The petition, filed by Bikram Chatterjee and 106 others, says the company has neither given them possession of flats nor returned their “hard-earned” money spent to book homes in the Amrapali Centurion Park-Low Rise project, Amrapali Centurion Park-Terrace Homes and Amrapali Centurion Park-Tropical Garden at Greater Noida in Uttar Pradesh.
Proceedings before the National Company Law Tribunal (NCLT) has left the investors in a lurch as they would not be treated as secured creditors such as the banks and financial institutions. The petitioners’ advocate ML Lahoty said the buyers want the court to safeguard their interest.
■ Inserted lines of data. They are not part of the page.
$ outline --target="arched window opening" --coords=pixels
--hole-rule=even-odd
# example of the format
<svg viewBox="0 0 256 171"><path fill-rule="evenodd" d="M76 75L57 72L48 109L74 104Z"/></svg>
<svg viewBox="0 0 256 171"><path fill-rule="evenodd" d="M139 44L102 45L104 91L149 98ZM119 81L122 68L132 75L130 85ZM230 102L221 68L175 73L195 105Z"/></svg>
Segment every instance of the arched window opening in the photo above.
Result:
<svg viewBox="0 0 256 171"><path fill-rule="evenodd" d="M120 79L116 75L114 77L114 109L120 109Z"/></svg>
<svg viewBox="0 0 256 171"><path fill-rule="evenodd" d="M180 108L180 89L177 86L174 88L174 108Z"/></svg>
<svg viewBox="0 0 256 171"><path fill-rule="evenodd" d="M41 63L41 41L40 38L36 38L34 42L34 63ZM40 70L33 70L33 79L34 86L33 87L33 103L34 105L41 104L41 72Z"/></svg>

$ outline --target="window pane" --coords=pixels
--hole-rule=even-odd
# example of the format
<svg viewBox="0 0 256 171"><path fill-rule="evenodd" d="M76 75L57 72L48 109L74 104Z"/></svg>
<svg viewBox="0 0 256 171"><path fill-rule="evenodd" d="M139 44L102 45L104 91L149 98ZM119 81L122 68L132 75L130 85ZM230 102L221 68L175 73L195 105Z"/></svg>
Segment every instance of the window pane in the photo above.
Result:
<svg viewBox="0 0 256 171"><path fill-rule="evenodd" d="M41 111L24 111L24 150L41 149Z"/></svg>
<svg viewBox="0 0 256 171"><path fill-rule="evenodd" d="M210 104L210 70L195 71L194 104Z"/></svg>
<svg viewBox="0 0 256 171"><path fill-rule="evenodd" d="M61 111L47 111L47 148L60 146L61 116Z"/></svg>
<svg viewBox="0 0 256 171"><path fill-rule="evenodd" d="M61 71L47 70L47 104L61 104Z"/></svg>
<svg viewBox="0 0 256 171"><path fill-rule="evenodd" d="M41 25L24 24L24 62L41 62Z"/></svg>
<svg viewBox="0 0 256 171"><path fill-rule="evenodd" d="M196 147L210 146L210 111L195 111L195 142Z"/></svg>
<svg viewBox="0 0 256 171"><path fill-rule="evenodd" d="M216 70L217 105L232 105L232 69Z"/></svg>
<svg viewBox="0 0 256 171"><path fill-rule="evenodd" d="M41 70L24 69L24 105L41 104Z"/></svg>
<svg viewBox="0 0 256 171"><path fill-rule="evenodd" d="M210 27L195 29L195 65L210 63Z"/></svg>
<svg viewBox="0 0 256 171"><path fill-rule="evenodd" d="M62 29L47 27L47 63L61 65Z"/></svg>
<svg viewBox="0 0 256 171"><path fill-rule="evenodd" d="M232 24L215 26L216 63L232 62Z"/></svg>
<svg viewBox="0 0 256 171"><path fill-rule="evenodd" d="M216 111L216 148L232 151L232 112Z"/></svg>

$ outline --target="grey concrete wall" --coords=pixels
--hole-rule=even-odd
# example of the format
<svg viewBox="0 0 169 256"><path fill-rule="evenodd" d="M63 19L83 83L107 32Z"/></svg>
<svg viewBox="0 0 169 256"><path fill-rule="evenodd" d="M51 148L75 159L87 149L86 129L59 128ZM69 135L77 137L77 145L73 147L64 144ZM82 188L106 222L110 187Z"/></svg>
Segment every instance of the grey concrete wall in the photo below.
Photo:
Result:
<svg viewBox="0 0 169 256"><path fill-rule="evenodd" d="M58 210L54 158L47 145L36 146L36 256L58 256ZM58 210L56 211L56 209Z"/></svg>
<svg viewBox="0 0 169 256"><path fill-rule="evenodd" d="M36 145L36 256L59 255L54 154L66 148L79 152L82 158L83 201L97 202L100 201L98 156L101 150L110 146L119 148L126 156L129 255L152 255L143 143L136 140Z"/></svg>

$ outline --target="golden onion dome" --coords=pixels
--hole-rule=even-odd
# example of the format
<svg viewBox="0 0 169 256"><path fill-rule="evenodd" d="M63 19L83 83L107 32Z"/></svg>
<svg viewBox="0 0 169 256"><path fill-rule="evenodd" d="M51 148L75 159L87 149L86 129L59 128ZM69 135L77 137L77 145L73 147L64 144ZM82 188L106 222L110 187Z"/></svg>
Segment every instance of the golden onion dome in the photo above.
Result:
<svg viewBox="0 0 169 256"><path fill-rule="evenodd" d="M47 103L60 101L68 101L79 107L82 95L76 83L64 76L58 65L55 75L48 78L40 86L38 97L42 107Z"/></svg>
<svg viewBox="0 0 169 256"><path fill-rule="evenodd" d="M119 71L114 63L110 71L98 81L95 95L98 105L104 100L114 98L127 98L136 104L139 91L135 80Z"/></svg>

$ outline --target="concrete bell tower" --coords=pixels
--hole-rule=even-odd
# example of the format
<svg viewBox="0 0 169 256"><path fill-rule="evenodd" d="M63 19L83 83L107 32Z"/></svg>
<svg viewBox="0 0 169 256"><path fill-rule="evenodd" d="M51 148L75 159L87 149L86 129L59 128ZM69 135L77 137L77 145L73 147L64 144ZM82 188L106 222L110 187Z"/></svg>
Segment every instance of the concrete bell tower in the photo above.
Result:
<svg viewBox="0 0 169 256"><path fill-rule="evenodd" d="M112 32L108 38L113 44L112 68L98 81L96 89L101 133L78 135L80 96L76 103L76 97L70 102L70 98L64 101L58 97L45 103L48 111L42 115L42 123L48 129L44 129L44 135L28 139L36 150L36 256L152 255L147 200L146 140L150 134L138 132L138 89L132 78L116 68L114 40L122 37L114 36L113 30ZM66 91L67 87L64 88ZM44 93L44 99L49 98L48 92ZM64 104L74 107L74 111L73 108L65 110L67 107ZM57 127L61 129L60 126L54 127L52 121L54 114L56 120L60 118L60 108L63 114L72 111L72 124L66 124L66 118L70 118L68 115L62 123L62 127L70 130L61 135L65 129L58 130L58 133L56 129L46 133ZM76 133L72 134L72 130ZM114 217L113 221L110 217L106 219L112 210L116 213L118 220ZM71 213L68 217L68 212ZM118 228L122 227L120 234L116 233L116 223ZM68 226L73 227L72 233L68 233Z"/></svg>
The case comes close on the heels of the top court restraining the NCLT from hearing insolvency proceedings against Jaypee after investors rushed to it for safeguarding their interest.
The bench headed by Chief Justice Dipak Misra has asked the NCLT-appointed Interim Resolution Professional (IRP) to submit a proposal on how can to secure the interest of flat-buyers, who claim they have been pushed last in the line of creditors.
More than 5,000 flats were to be built in approximately 40 towers in a phased manner by the group.
On September 4, the NCLT had passed order on a plea of Bank of Baroda seeking initiation of insolvency proceedings under the Insolvency and Bankruptcy Code, 2016 against Amrapali Silicon City Private Limited.
Under the new insolvency law, consumer and recovery cases and decrees passed by civil courts and consumer fora in favour of homebuyers against real estate firms cannot be executed.
Lahoty told HT: “Homebuyers should be treated equally with banks and FIs or the provisions of the bankruptcy code, which give priority to lending institutions, be held ultra vires.”
Petitioners claimed the company made them to sign “one-sided” allotment agreements, alleging they were “oppressive and unreasonable” as there was a clause for timely payment by the buyer but no mention about a deadline to complete the project.
The agreement allowed the builder to raise loan from any bank by way of mortgage of the flats being sold and buyers cannot object.
The petitioners made the Union Ministries of Finance and Corporate Affairs, Uttar Pradesh government, Bank of Baroda and the RBI as respondents in the case. They want IRP to be restrained from creating any third party interest in the projects in question.